# Animal Planet Investigates: Petland



## beckinwolf (Sep 2, 2008)

I saw this advertised tonight on Animal Planet. They are showing a program about the horrors of Petland and puppymills on Monday, May 17th. 

Animal Planet :: TV Listings :: Animal Planet Investigates: Petland


----------



## CloudClan (Jan 31, 2007)

Good.:thumbsup: I hope they help to educate people.


----------



## mi_ku_5 (Jun 2, 2008)

Wow I'm really shocked! That takes some real nerve to name them and everything. :aktion033:


----------



## missiek (Jan 2, 2010)

Wow I will def. be watching! We have a local pet shop that sells tons of puppies. They had malts there a month ago and it just broke my heart. :-(


----------



## Matilda's mommy (Jun 1, 2005)

beckinwolf said:


> I saw this advertised tonight on Animal Planet. They are showing a program about the horrors of Petland and puppymills on Monday, May 17th.
> 
> Animal Planet :: TV Listings :: Animal Planet Investigates: Petland


 
I also saw the advertisment on Animal Planet, It's about time this is brought out. I will be watching


----------



## Ladysmom (Oct 19, 2004)

Good!


----------



## Miss_Annie (Mar 3, 2010)

Wonderful! It always amazes me how many people have NO CLUE about Petland. There was a girl in my public speaking class who did a speech about them, and I was the ONLY other one in the class other than her that already knew where they got their puppies. :S I feel bad even going into Petland let alone considering purchasing any sort of animal from them.


----------



## maltlovereileen (Jan 19, 2009)

I feel badly for ALL the animals at Petland... there's one in a strip mall by us and kids are always in there malling the robo hamsters and whatever else they can get their hands on. Parents don't pay attention/try to control them, store employees turn a blind eye. The stress on these animals must be intense


----------



## Hunter's Mom (Dec 8, 2008)

Where are there Petlands?


----------



## heartmadeforyou (May 16, 2009)

I set the DVR to record it. We don't have a Petland in my town, but there is one in Iowa City. This documentary will be a good thing. People need to be educated, for sure.


----------



## roxybaby22 (Feb 25, 2009)

Hunter's Mom said:


> Where are there Petlands?


They are spread nationwide, I think. I know they are all over Central Ohio. I go visit them all the time to play with the poor animals.


----------



## iheartbisou (Feb 13, 2007)

I never heard of Petland at all until about 6 months ago when one store opened up here.

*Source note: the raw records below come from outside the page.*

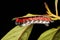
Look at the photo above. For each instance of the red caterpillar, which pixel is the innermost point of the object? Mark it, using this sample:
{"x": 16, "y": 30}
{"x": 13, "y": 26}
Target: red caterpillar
{"x": 25, "y": 21}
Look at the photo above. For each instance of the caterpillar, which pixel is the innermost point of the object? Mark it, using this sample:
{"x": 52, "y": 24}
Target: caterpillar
{"x": 25, "y": 21}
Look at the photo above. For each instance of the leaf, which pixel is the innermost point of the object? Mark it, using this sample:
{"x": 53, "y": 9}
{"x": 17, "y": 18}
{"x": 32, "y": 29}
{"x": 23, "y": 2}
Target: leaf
{"x": 57, "y": 35}
{"x": 17, "y": 32}
{"x": 48, "y": 35}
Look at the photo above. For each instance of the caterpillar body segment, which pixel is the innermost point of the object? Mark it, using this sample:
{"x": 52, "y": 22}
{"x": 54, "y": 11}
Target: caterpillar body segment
{"x": 25, "y": 21}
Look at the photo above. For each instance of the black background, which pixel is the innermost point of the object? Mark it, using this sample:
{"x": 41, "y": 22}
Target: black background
{"x": 11, "y": 9}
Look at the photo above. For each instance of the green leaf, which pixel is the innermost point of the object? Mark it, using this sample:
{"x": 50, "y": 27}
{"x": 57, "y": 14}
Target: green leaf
{"x": 48, "y": 35}
{"x": 57, "y": 35}
{"x": 18, "y": 32}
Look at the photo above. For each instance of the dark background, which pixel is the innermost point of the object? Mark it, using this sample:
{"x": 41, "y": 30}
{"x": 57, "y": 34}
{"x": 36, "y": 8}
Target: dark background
{"x": 11, "y": 9}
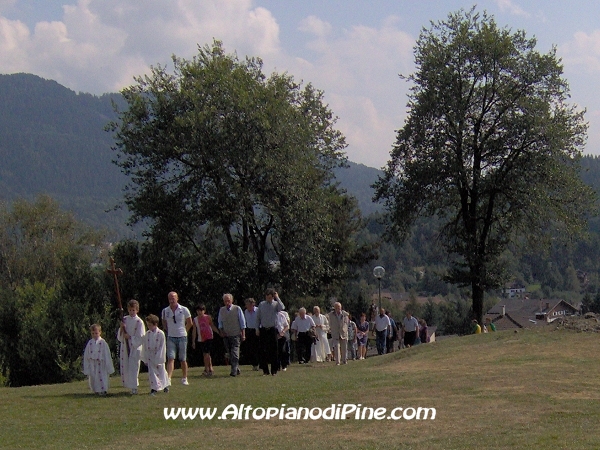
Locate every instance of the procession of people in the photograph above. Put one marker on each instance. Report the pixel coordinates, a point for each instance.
(263, 335)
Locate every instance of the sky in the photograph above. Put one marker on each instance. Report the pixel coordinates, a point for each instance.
(352, 50)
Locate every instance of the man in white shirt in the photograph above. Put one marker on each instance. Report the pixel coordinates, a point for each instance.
(250, 349)
(410, 327)
(300, 327)
(232, 327)
(177, 321)
(338, 326)
(382, 327)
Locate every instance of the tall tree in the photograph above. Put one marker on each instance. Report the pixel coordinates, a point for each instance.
(49, 292)
(236, 169)
(490, 146)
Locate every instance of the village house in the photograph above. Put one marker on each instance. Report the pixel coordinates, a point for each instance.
(517, 312)
(514, 290)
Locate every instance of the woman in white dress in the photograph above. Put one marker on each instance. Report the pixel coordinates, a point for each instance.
(320, 350)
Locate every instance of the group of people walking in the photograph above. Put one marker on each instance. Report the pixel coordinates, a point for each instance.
(265, 331)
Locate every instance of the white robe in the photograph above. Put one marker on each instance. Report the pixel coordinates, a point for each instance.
(321, 350)
(130, 363)
(154, 356)
(97, 365)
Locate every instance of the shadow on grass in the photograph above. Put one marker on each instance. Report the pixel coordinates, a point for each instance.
(78, 395)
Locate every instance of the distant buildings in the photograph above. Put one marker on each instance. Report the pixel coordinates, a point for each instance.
(523, 312)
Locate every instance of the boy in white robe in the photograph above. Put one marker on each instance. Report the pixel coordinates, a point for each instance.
(130, 336)
(154, 352)
(97, 362)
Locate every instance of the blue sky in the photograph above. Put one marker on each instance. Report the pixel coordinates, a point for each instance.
(351, 49)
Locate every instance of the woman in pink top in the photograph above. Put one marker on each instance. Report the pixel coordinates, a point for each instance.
(203, 335)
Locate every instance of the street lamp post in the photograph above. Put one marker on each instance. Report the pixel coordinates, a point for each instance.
(378, 273)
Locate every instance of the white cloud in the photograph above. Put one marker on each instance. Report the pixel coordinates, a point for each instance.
(316, 26)
(99, 45)
(583, 52)
(358, 70)
(512, 8)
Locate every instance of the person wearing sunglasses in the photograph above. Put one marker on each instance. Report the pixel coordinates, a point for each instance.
(177, 321)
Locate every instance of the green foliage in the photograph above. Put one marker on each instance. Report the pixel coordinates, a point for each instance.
(490, 148)
(49, 294)
(233, 171)
(53, 141)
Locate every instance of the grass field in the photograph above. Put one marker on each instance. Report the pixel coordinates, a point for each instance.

It has such pitiful, young animals in it..but all the pet stores here do, so that's not new.

I'm glad that they're doing an expose on them though, so the public will know exactly what they are...


----------



## majik921 (Apr 27, 2010)

Dang it! We don't have cable, but I really want to watch this one.


----------



## beckinwolf (Sep 2, 2008)

majik921 said:


> Dang it! We don't have cable, but I really want to watch this one.


After its aired on TV, you should be able to find it online. Either directly from Animal Planet, or on Hulu, YouTube, etc.


----------